2012-01-03 Thread IvankoB for-mse
In plain C you have a lot of heap allocation using pchars, right?
==
Yes, and it's a nightmare that a C-function can't return a string or
pointer without pre/post memory issues.

So why would C++ slow it down?
===
Moved to background pchar/pointer issues + object  classes.

PS:
Why me mention heap fragmentation is that me read an article
describing how such fragmentation makes CPU caches useless which
result in many-many times performance impact (modern CPUs bear 3..6M
cache per core). Such fragmentation is caused by New/Malloc etc dynmem
allocators  object constructions. In the contrary,  dynarrays occupy
contiguous memory thus cache efficient  and its reallocator procedure
SetLength is quite efficient. Me noticed it even with a simple
application -the Inffile viewer, where the dynmem version operate
times as slower than the dynarray one.


2012/1/4, Sieghard s_c_...@arcor.de:
 Hallo nore...@z505.com,

 Du schriebst am Tue, 3 Jan 2012 14:50:19 -0600:

 find it less snappy than win32. So the only common thing between bsd and
 linux, is X11 window system - so x11 may be slowing things down vs win32.

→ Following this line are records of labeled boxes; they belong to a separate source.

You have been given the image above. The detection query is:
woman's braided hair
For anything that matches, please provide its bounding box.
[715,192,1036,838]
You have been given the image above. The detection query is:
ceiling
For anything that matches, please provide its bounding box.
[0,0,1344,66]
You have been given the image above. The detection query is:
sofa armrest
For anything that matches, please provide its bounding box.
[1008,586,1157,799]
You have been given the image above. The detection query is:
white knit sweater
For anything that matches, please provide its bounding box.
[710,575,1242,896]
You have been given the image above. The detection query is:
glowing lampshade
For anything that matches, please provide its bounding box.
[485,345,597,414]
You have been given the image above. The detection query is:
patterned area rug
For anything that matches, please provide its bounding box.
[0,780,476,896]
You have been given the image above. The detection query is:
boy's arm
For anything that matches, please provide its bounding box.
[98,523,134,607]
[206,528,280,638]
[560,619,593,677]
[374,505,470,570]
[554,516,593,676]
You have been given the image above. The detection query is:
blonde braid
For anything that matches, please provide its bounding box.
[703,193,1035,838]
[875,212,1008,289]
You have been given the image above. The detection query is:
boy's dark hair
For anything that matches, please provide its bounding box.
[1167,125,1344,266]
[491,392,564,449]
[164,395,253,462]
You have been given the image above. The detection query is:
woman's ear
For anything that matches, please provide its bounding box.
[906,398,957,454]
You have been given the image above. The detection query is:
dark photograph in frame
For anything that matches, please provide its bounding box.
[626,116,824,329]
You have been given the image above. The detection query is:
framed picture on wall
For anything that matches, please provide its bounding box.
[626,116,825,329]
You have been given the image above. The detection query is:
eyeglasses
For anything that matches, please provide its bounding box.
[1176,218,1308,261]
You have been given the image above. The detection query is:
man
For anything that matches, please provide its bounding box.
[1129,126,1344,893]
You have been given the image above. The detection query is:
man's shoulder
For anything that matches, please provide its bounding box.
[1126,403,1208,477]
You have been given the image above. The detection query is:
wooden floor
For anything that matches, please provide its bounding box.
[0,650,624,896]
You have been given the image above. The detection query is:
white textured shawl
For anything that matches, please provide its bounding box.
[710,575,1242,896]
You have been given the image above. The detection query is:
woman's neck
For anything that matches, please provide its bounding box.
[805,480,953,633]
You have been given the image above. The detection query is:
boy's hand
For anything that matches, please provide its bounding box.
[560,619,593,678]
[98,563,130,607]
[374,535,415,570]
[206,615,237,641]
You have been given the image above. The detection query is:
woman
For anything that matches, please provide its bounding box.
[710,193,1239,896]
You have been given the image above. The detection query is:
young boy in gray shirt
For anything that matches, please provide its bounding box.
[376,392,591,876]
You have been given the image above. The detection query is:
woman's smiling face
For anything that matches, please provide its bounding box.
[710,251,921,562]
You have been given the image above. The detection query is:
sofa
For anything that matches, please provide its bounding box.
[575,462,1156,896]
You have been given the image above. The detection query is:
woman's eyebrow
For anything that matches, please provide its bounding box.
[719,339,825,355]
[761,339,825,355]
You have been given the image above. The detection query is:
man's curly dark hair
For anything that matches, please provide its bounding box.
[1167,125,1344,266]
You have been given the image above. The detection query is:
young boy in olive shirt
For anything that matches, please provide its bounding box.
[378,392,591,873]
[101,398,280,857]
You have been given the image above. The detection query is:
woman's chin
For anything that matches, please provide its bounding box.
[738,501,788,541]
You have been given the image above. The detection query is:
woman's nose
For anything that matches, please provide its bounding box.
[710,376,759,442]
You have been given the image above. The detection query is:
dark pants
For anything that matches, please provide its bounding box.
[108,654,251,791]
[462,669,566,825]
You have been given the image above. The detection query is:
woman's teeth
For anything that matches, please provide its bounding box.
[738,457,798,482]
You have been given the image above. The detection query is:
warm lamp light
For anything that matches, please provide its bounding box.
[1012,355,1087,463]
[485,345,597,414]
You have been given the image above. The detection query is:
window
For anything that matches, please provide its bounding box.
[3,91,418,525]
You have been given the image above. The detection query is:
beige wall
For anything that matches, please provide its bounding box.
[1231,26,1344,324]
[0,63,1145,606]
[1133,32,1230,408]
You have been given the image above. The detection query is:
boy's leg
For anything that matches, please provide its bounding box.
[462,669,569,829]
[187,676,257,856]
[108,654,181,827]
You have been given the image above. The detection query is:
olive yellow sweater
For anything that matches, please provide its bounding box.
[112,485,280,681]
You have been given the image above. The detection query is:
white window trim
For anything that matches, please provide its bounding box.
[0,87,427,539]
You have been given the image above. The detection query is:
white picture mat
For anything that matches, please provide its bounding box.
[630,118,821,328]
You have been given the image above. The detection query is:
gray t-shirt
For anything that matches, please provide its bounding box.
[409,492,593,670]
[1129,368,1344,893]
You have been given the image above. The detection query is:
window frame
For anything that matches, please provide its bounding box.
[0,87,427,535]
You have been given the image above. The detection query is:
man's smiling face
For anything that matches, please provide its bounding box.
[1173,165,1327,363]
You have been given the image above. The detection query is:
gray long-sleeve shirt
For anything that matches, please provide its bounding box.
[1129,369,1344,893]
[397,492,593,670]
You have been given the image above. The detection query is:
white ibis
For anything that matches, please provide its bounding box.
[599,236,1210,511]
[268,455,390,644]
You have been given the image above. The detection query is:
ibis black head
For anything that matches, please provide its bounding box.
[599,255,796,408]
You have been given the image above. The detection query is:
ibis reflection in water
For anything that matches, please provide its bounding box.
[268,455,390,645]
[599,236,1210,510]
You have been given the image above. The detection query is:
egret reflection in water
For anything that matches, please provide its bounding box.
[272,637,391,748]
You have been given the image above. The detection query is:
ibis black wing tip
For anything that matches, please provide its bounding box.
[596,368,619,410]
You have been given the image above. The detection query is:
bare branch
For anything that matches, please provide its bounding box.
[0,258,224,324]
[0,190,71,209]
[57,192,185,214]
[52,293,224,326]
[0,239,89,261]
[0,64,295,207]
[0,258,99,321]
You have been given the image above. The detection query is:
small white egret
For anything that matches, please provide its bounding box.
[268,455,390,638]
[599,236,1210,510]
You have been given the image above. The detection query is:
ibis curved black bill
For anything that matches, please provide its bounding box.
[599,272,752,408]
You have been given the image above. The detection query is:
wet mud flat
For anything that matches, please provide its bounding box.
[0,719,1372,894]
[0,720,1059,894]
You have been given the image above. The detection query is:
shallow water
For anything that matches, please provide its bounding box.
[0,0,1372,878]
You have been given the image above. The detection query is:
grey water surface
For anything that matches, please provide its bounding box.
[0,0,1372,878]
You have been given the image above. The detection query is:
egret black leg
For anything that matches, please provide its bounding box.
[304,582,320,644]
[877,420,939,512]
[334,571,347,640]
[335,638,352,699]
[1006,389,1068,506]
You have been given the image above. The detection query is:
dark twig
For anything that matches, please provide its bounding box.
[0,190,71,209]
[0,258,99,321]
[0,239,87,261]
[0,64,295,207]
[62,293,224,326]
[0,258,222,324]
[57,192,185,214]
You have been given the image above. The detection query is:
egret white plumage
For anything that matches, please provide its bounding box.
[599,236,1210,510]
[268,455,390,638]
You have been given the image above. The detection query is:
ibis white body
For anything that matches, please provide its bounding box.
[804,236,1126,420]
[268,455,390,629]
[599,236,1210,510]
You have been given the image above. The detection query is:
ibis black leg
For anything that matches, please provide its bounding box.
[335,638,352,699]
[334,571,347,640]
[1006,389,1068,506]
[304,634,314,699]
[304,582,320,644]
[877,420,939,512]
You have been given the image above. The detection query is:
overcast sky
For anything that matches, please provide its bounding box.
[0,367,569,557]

 Win32 is much more interwoven into the basic system than X11 is even now,
 after all the fuzz with accelerated drivers and kernel mode setting.
 The downside of that is that a Windows graphics driver problem usually
 brings down the whole system, while most of the time you can just kill X
 and try again if the X system locks up - you just might have to do this
 over a network connection (ssh).

 Same here, except I am eying my sisters mac. I like that it is bsd based.
 I don't like that macos has moved to Objective C it seems and ditched
 pascal.

 Didn't they do away with Pascal already when the first Mac came out?
 I think to remember that the last Pascal based Apple computer was the
 Lisa, which never became really commercial?